Six on Saturday 22nd January

Top o’ the morning to you. Or indeed afternoon or evening. Another week has been and gone (where it went I’m not sure), bringing us back round to another Saturday and another Six things from the garden. The Propagator is, as usual, presenting many other Six on Saturday offerings so do pop over and take a look. There’s nothing particularly spectacular going on in the garden this week, but plenty of promise and even the odd bit of resilience on show too.

1. Bonny Bellis

Six on Saturday Bellis

They’re common as muck but they bring a little bit of good cheer to the garden on those dull days where such things are in short supply.

2. Super Snowdrops

Six on Saturday Snowdrops

This clump of doubles is well ahead, taking full advantage of the shelter offered by the Weeping Hazel that hangs above it. This one’s a double, so the flowers are mostly sterile and last for longer than your run-of-the-mill singles.

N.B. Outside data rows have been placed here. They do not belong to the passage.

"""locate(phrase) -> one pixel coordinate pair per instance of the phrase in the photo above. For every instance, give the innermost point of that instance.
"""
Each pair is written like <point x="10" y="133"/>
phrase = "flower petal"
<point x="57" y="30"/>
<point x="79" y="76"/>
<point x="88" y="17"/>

3. A Tale of Two Oxalis – Part I

Oxalis convexula

Oxalis convexula has been working on this little flower for a while now. I assume at some point it might deign to open up for me. In the mean time, the leaves are filling out nicely and looking suitably fresh and verdant.

4. A Tale of Two Oxalis – Part II

Oxalis Slacks Peacock

While the first Oxalis seems to clinging to perpetual youth, never quite reaching maturity, this one (‘Slack’s Peacock’) seems to be desperately clinging to days gone by. It’s meant to be a spring grower and flowerer but in mid-December, despite being kept dry, it decided to put out a few extra leaves and this rather sad looking flower. There’s no telling some people.

5. Aristolochia californica

Six on Saturday Aristolochia

Back in the autumn I was watching this one with baited breath, hoping it might just make it into flower. It didn’t. This frost-cooked bud is all that remains of it’s efforts. Never mind; next year perhaps.

6. Pennisetum (of some description)

Six on Saturday pennisetum

I’ve never been particularly impressed by this one, although in it’s defence, I don’t think it’s too impressed with it’s positioning either. I’ve recently changed my mind about it. I wouldn’t say I’m impressed but I’m certainly more kindly disposed to it than I was previously. Perhaps it deserves a spot a bit more to it’s liking.

That’s it for this week. Have an excellent weekend!

18 thoughts on “Six on Saturday 22nd January”

  1. The Bellis are very cheerful along with the snowdrops of course – very different characters! A pity about the Aristolochia…is this one that will benefit from climate change and milder weather? The ‘californica’ in the name seems to suggest that. Interesting article on that theme that you posted on Fred’s site.

    1. I suspect it would enjoy some warmer weather. Hopefully next year it will get a better start; I planted it quite late last year, so it only got into growth quite late in the season. Time will tell!

  2. “If you can hang on until all the beauties have disappeared, someone might just notice you” said the Pennisetum to whoever wanted to listen. Maybe it is just because there is just one, three would make a show! I like the texture of the leaves of the first Oxalis, with its thick convex leaves arranged almost rossette like. Did you grow these from seed?

    1. I think you are right about having three Pennisetums. It’s probably big enough to do it this spring.

      The Oxalis convexula was bought as a pot plant. It has tiny bulbs that look like the won’t do much. As you can see, they get along fine! Slack’s Peacock was bought as a bulb.

    1. I don’t know if I dare go down another collector’s wormhole! Having said that, they are a delight to have at this time of year. I’ve noticed some fine specimens of yours cropping up on Twitter.

  3. I followed the first link to start with, still an interesting article, I was asking Fred if they fruited or not.

    Anyway, moving on, I am enjoying all the snowdrop photos, mine haven’t shown yet. I think I shall go out and check for them again.

    1. Ha – a mistake, but an interesting one!

      This particular clump of Snowdrops is more advanced than the others – there’s one that’s only just poked it’s head above the soil.

  4. Too bad for your Aristolochia, you have to wait another year… Was it overwintered indoors? I had read that it resists at least 10° minimum and when mine flowered I brought it in. Now it’s in the greenhouse at 6° ( but just with leaves)

    1. I’d left mine where it is in the hope of it flowering, but left it too late. Seeing as it got frosted, I’m leaving it where it is (outside) to see what happens!

  5. Come on little Oxalis convexula flower bud, you can do it… My Bellis are far from bonny. I’m tempted to show them that photo of yours in an attempt to motivate them.

    1. The Oxalis has just flowered, so I’m sure it’ll make an appearance this Saturday!

      The Aristolochia is borderline hardy – I was planning to lift it but it was so close to flowering that I kept leaving it. At the moment, there are some buds forming so I’m feeling optimistic for spring!